Most of the time, you will find retail investors are tricked by misinformation, unsolicited stock tips and buy sell hold recommendations. Such activities can result in loss for the investors or traders.
In this article, we will be discussing a stock market scam which most often occurs in the financial market. It’s popularly known as poop and scoop scam.
What is Poop and Scoop scam?
In a Poop and Scoop strategy, a group of people try to drive down the price of stocks by spreading false information and rumors to damage market sentiment. It’s an intentional effort to influence the price of a security to trap common investors.
Most often Poop and Scoop type of fraud takes place in penny stocks as it’s very easy to manipulate due to lower liquidity.
They first “poop” so that stock price will come down to a level, then they buy or “scoop” the stock price at a lower price.

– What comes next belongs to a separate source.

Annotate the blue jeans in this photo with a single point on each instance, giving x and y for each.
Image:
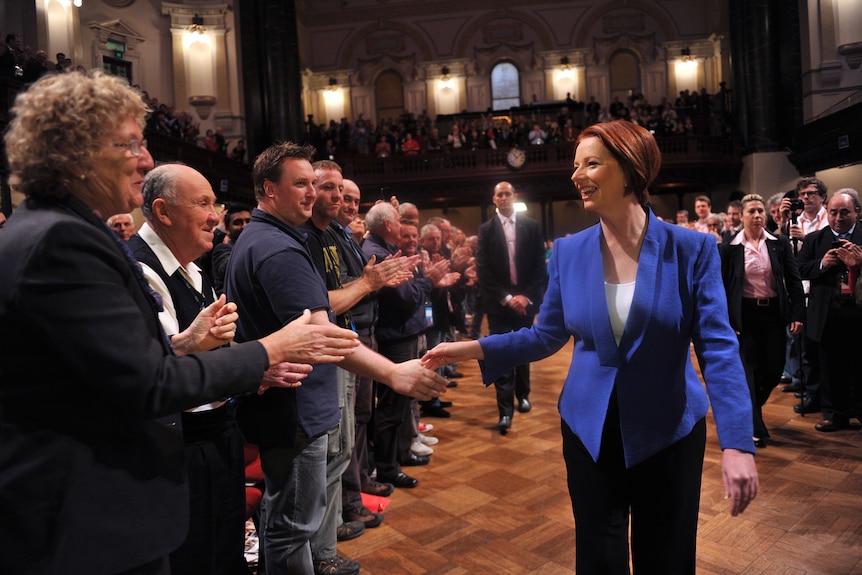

In other words, a well trained group of market participants deflate the stock price by spreading misinformation or rumors about a company or market. They then buy the stocks at a lower level and gain when the market gets to know about the misinformation.
Panic selling behavior of many investors and traders happen due to fake news, misinformation or rumors. Scammers take advantage of this behavior to gain from the stock market.
Poop and scoop strategy is the exact opposite of the pump and dump method.
Pump and dump strategy is most often used in the stock market than poop and scoop.
Poop and Scoop are not legal in the stock market. It’s considered as a stock market manipulation.
The main intention is to lower the price of a particular stock and buy the same stock at a discounted price to make profit when it bounces back to a normal price level. It can happen with a group of stocks or industry.
When the market understands the value of the company, the share price goes up, these scammers use it to sell their holdings for a profit.
Use of social media in poop and scoop scam
Nowadays social media platforms like Telegram channels, Whatsapp, Facebook and X (formerly known as twitter) have a great impact in spreading false information among the general public.
Scammers create fake social media profiles and SMS IDs which resemble famous stock brokers, securities research firms and investors.They spread false information by using these IDs which many market participants think are real.
Example of Poop and Scoop
A group of people spread false information through a report about a company or group that the top management has cooked the books of account to show higher net profit whereas in reality it’s much lower and the company is performing poorly.
They also spread sell recommendations on the related stocks as prices will fall badly further. The main intention of these scammers is to buy the stock at a lower level by misleading investors. This type of scam is referred to as Poop and Scoop.
Many investors and traders, due to panic, start selling off their stocks at every price point. At a very lower level, when panic selling stopped, these scammers buy stocks to build a good portfolio.
When the dust settled and market participants came to know about the misinformation, they started buying, due to massive buying pressure, stock price started moving up. At a predetermined level, these scammers exit the stock with huge profits.
As a retail investor and trader, you must be aware about these types of stock market scam to protect your portfolio.
Retail traders and investors are suggested not to buy or sell stocks based on tips and recommendations available on social media platforms, Aaps and SMSes, as nowadays these platforms are misused by many scammers to execute these types of scams.
Poop and scoop are also referred to as “Trash and Cash” or “slur and slurp” or “Short and Distort (Bear Raid)”.
In Trash and cash, a group of people will take short positions in a stock or group of stocks, then they undertake further selling activity and/or spread misleading negative information about the security with the main purpose of driving down its price. When prices are down substantially, they exit their position with a huge profit.
Disclaimer: In addition to the disclaimer below, please note, this article is not intended to provide investing or trading advice. Trading in the stock market and in other securities entails varying degrees of risk, and can result in loss of capital. Most investors and traders lose money. Readers seeking to engage in trading and/or investing should seek out extensive education on the topic and help of professionals.